LJ: He definitely was. He did most of his film training in Russia (what was then the Soviet Union). He was a man of many crafts. His formal education was absolutely incredible (in that) it was almost negligible. He was a problem student. He was a problem as a child. His family had trouble raising him.

They finally sent him away to live with an uncle who seemed to be able to exercise the authority over him to get him to buckle down and work. (But even then) I don’t think he got his baccalaureate (in fact, it seems that he got into a fight with his school principal and was thrown out).

Then he started taking odd jobs. He was a dock worker. He was a stone mason in the suburbs of Dakar. In fact, he built his home, a beautiful home right on the ocean. So he really had the working man’s touch and entrée into different groups.

Then when he felt that film was really the vehicle to speak to the African people, he couldn’t get any sort of funding from the French or any other western government.  But the Soviet Union gave him the money and he was invited to Russia to study at a film school. So he had that alliance, that connection, and was considered a radical activist from the start.

If you notice his first films, most of the shooting is done outside because he couldn’t afford the inside shots, the lighting and the equipment and what not. As his fame grew and more people started underwriting his films then you notice more of a variety (of interior shots).

There was a time when he would write a book and immediately he would have an opportunity to turn it into a movie. Xala (Impotence) is one of the examples. I used that often in course work where we could talk about the art of going from the page to the screen.

The students enjoyed his work very much, particularly those who were politically alert (to such things that) Sembène was saying in Xala for example that the whole country (Senegal) had been hit by Xala or the curse of impotence. (It’s) what happens when you get involved in the western commercial greed enterprise and then overshoot the mark. Then you have to return the (indigenous African) culture and the bedrock issues to get cured.

KH: You had been teaching his work before you had a chance to meet him. Was there anything that was changed or illuminated as a result of your conversations?

LJ: It was mainly a question of film versus novel or short story and how that was working out in his life. I was impressed that he was committed to reaching the people on certain issues to push to change or to remain the same or (to be) honored.

We got into the question, for example, of local healers, the pejorative term of medicine men. He made it very clear to me that one thing he thought the local governments had handled well was that these people are herbalists. They know their country. They know the products in nature that effect certain healings.

It came to light for instance that I have hypertension and Sembène said “I’ve got somebody who can help you if you want to go that route.” I told him I was already on medications and didn’t know how the western and the African would mix.

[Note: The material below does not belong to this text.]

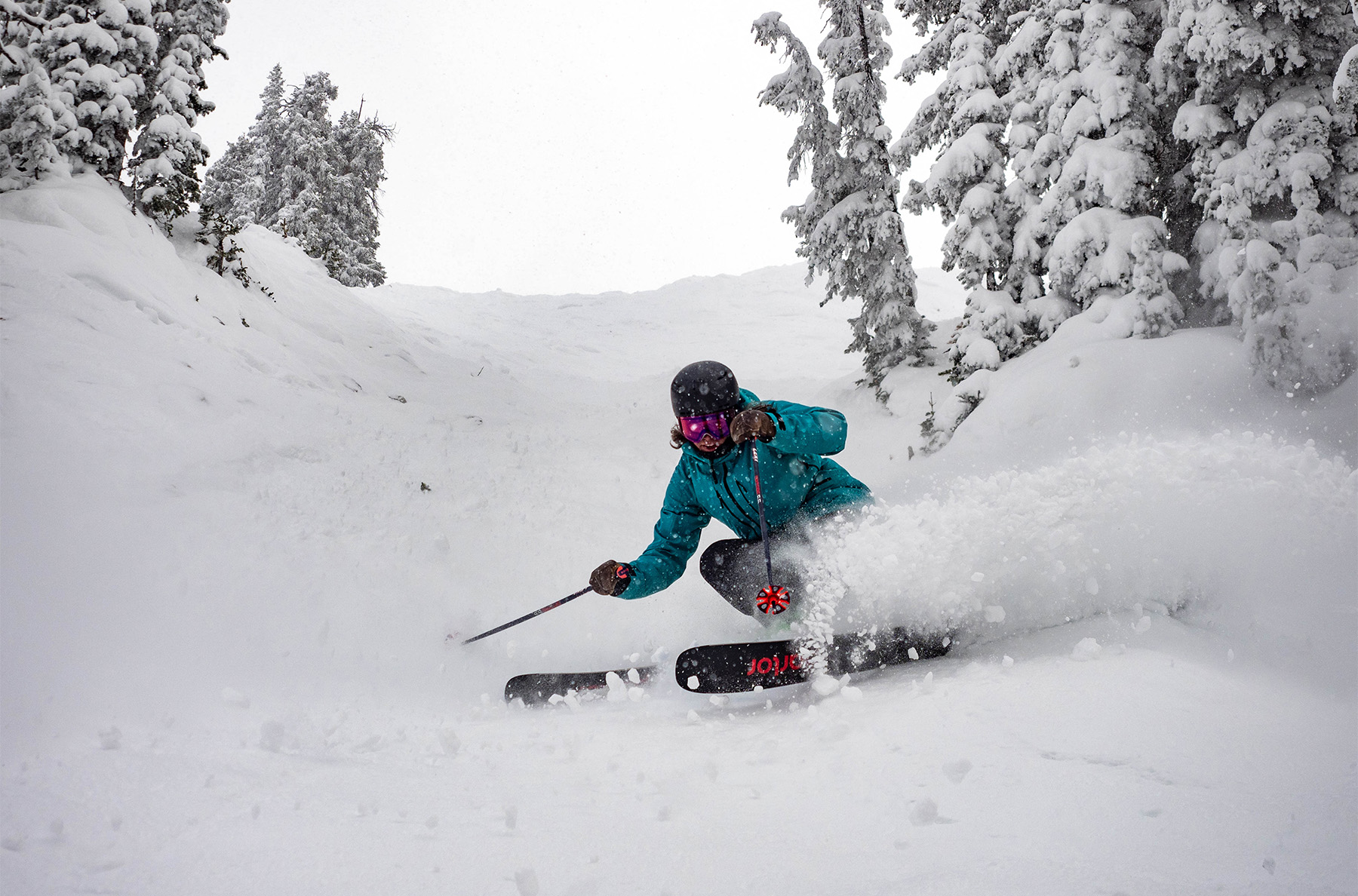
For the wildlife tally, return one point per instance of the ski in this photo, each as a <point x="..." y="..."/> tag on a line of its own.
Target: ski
<point x="541" y="687"/>
<point x="733" y="668"/>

KH: Is there something we haven’t covered that you want people to know about Sembène?

LJ: I was impressed with his sense of community with other African artists. He was aware of writers in Senegal and neighboring countries. I don’t know if it was formal. But they had some sort of community where they supported one another. I don’t know if it still is, but Senegal was quite a haven for artists who had been persecuted and in some cases jailed in their own countries for things they had written. Sembène was very supportive of his fellow artists.